Karena sekarang dia adalah harapan terakhir sekte tersebut. Jika dia gagal, mungkin butuh seribu tahun atau bahkan periode waktu yang lebih singkat dari ini, sebelum sekte-sekte tersebut sepenuhnya terlepas dari kelas penguasa dan menjadi pion yang dapat dimanipulasi sesuka hati.
Untungnya, keberuntungannya tidak buruk. Setidaknya untuk saat ini, rencananya berhasil.
Bangsa barbar Barat pasti sudah waspada…
Pemimpin Sekte Iblis Malam mengangkat kepalanya dan menatap ke utara dengan mata dingin. Di sanalah letak makam Raja Barbar, dan tempat itu juga akan menjadi medan pertempuran yang mengerikan.
Dan dia yakin bahwa dialah yang akan menjadi pemenang yang akan tertawa terakhir dalam pembantaian ini!
…….
Tanpa petunjuk arah atau bahkan perkiraan lokasi, Qin Yu tetap yakin akan lokasi makam Raja Barbar tersebut.
Ini semua karena Bangsa Ilahi!
Ia samar-samar dapat merasakan bahwa fluktuasi yang hilang itu seperti guncangan berbentuk cincin yang disebabkan oleh getaran di laut.
Meskipun sangat samar ketika menghilang ke arah laut, bagi Qin Yu, itu masih jelas dan mudah ditangkap.
Menurut pemahaman Qin Yu, alasan terjadinya fenomena ini adalah karena makam Raja Barbar yang tersembunyi akan turun ke dunia.
Benar sekali, itu disembunyikan!
Jika tidak, apakah Anda benar-benar berpikir bahwa Bangsa Barbar Barat adalah sekelompok orang yang benar-benar menghormati Raja Barbar dan mematuhi tata krama? Jika makam itu telah ditemukan, pasti sudah digali sejak lama; tidak akan ada kesempatan bagi Bangsa Terpencil Barat untuk ikut campur.

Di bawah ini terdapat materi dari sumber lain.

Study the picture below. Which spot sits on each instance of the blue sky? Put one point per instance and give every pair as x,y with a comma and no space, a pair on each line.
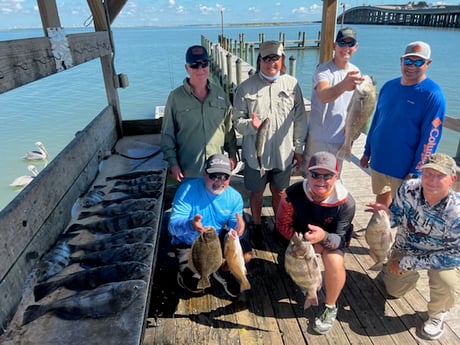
74,13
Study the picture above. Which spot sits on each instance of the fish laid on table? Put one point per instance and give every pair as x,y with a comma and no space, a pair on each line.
233,254
261,138
359,111
103,301
115,224
91,278
146,188
134,174
122,253
302,266
54,261
206,256
128,205
136,235
379,238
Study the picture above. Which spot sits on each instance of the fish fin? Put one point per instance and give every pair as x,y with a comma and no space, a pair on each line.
44,289
32,313
344,153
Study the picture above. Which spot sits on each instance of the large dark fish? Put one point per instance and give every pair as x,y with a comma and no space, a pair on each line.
302,266
91,278
134,174
115,224
128,205
103,301
206,256
359,111
126,252
145,189
139,180
54,261
128,236
261,137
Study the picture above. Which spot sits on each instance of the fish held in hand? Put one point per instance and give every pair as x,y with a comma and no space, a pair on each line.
302,266
206,256
103,301
359,110
233,254
379,238
261,138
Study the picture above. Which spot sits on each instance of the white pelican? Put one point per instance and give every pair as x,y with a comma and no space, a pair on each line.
24,180
42,154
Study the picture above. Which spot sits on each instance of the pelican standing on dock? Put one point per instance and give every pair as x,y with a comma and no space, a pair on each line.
42,154
24,180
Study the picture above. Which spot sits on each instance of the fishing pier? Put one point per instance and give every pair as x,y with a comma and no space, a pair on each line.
445,16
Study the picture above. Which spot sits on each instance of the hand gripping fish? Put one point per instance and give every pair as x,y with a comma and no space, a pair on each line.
261,138
302,266
359,111
379,238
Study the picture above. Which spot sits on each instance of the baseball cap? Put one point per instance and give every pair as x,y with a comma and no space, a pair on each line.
418,48
196,53
441,162
324,160
271,48
346,33
218,163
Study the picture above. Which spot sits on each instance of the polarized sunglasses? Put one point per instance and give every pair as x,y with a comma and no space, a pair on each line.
317,176
271,58
416,63
217,176
350,44
202,64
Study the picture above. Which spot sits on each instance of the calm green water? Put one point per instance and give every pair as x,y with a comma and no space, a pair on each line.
52,110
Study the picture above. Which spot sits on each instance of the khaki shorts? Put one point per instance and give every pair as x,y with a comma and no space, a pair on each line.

Melakukan perjalanan sendirian, bersama dengan mantra penyembunyian yang sangat ampuh, Qin Yu maju dengan kecepatan luar biasa.

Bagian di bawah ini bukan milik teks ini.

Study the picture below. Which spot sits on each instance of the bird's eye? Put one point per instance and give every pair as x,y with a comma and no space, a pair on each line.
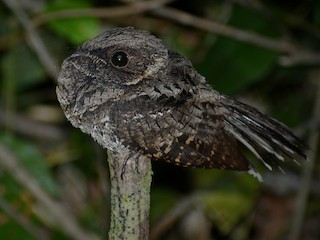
119,58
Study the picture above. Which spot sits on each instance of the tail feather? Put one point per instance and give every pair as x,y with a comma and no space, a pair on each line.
268,139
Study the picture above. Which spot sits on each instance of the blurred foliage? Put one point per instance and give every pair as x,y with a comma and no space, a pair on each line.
72,169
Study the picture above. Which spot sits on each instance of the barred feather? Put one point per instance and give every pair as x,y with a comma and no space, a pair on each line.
268,139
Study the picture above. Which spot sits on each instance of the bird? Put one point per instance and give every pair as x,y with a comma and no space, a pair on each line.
130,93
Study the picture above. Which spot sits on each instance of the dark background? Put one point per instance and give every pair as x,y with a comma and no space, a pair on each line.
266,55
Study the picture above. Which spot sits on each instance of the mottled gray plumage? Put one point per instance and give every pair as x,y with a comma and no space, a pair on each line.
130,93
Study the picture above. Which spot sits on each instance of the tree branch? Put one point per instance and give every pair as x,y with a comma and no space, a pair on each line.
130,196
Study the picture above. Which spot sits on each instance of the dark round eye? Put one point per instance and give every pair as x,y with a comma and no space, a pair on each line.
119,58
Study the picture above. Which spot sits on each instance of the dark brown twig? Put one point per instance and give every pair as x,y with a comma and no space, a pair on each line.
129,9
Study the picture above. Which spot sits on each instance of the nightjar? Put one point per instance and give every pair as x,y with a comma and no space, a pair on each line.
130,93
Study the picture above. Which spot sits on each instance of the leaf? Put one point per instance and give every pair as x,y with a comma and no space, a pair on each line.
33,161
227,208
20,68
77,29
231,65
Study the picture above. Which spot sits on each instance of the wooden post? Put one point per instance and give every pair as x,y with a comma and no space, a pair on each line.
130,196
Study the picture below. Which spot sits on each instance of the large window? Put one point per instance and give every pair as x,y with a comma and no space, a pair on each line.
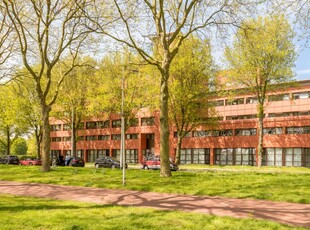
279,97
298,130
195,156
55,127
301,95
131,155
245,132
103,124
91,125
116,123
202,133
238,156
273,157
147,121
272,130
104,137
238,101
293,156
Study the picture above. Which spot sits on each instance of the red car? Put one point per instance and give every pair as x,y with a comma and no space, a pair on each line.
30,161
153,162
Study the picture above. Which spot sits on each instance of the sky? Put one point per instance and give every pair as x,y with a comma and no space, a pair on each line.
303,65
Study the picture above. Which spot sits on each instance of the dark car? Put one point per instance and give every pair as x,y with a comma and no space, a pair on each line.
26,160
153,162
13,160
108,162
75,162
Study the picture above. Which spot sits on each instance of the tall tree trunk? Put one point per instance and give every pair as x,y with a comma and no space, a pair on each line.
178,153
73,133
164,127
8,142
260,148
38,142
45,139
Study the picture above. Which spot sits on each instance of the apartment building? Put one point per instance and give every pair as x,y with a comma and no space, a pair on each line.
233,142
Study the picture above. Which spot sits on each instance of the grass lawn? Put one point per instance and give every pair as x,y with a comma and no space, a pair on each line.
33,213
283,186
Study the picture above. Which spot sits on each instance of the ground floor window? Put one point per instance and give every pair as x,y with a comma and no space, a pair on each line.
80,153
132,155
195,156
91,155
238,156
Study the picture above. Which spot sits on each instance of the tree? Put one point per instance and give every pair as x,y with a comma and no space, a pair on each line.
261,60
19,147
47,33
156,30
12,125
118,72
72,105
190,76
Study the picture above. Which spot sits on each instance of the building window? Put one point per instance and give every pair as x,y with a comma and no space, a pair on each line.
195,156
279,97
116,136
293,157
147,121
238,156
91,125
134,122
103,124
91,155
131,136
91,138
245,132
219,103
251,100
238,101
55,139
298,130
272,131
80,138
116,123
103,137
67,127
244,156
202,133
273,157
66,138
241,117
131,155
306,157
301,95
55,128
224,156
224,132
80,153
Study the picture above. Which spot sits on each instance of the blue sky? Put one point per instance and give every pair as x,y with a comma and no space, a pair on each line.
303,65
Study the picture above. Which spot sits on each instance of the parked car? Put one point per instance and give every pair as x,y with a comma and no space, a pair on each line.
108,162
153,162
9,159
29,161
68,161
75,162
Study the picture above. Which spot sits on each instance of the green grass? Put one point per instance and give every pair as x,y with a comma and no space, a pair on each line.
289,187
33,213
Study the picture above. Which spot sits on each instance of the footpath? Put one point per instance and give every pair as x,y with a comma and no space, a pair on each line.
282,212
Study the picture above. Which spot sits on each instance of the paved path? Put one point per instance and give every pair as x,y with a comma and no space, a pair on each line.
287,213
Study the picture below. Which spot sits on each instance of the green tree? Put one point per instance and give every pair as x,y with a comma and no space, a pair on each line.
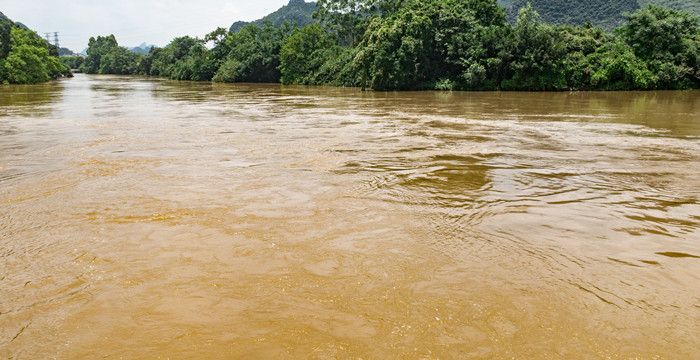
669,41
29,60
534,56
303,53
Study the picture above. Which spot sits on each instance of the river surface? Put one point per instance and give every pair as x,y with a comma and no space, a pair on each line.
144,218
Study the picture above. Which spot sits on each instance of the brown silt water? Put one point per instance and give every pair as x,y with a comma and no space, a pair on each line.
148,219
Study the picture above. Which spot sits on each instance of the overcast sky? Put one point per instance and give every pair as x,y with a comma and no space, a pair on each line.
132,21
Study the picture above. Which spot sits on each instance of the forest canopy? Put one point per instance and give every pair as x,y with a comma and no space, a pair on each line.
26,58
439,44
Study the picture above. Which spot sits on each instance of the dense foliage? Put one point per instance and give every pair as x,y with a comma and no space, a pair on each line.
440,44
297,12
26,58
604,13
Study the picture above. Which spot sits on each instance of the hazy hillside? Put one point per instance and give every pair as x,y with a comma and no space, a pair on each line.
692,6
605,13
296,12
142,49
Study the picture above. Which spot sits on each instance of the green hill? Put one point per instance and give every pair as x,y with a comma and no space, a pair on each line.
25,57
297,12
605,13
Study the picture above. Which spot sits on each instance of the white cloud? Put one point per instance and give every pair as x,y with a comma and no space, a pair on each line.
132,21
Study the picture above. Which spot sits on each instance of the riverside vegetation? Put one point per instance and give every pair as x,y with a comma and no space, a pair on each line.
439,44
26,58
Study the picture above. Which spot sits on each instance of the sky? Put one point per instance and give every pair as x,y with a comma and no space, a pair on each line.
132,21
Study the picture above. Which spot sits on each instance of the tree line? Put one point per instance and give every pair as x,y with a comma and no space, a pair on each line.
26,58
434,44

Dengan menggunakan indra ilahinya untuk memeriksa fluktuasi aura yang dihasilkan oleh makam itu, dia tahu bahwa dia semakin dekat dan semakin dekat.
Akhirnya, ketika angin bertiup begitu kencang hingga dapat dengan mudah merobek tanah dan menghancurkannya menjadi debu yang tak berujung, Qin Yu berhenti di tempatnya.
Di cakrawala, kilat menyambar di langit dan guntur bergemuruh. Diterangi oleh sinar cahaya yang tak terhitung jumlahnya yang menyilaukan, bayangan menjulang di ruang angkasa terus menerus berkelebat dan menghilang.
Dia sudah sampai!
Ini adalah makam Raja Barbar!
Qin Yu menarik napas dalam-dalam dan menahan keinginan untuk bergegas maju menyelidiki. Di bawahnya, tanah retak tanpa suara. Seluruh tubuhnya diselimuti kegelapan, seolah-olah sebuah bayangan telah menelannya.
Belum lagi ancaman dari Bangsa Barbar Barat, ada juga lima Penguasa tingkat puncak yang dikirim oleh Bangsa Terpencil Barat. Salah satu dari mereka bisa membunuhnya di tempat.
Jadi, dia tidak bisa bertindak gegabah!
Yang bisa dilakukan Qin Yu sekarang adalah menyembunyikan tubuh dan auranya dengan baik, dan menunggu saat yang tepat.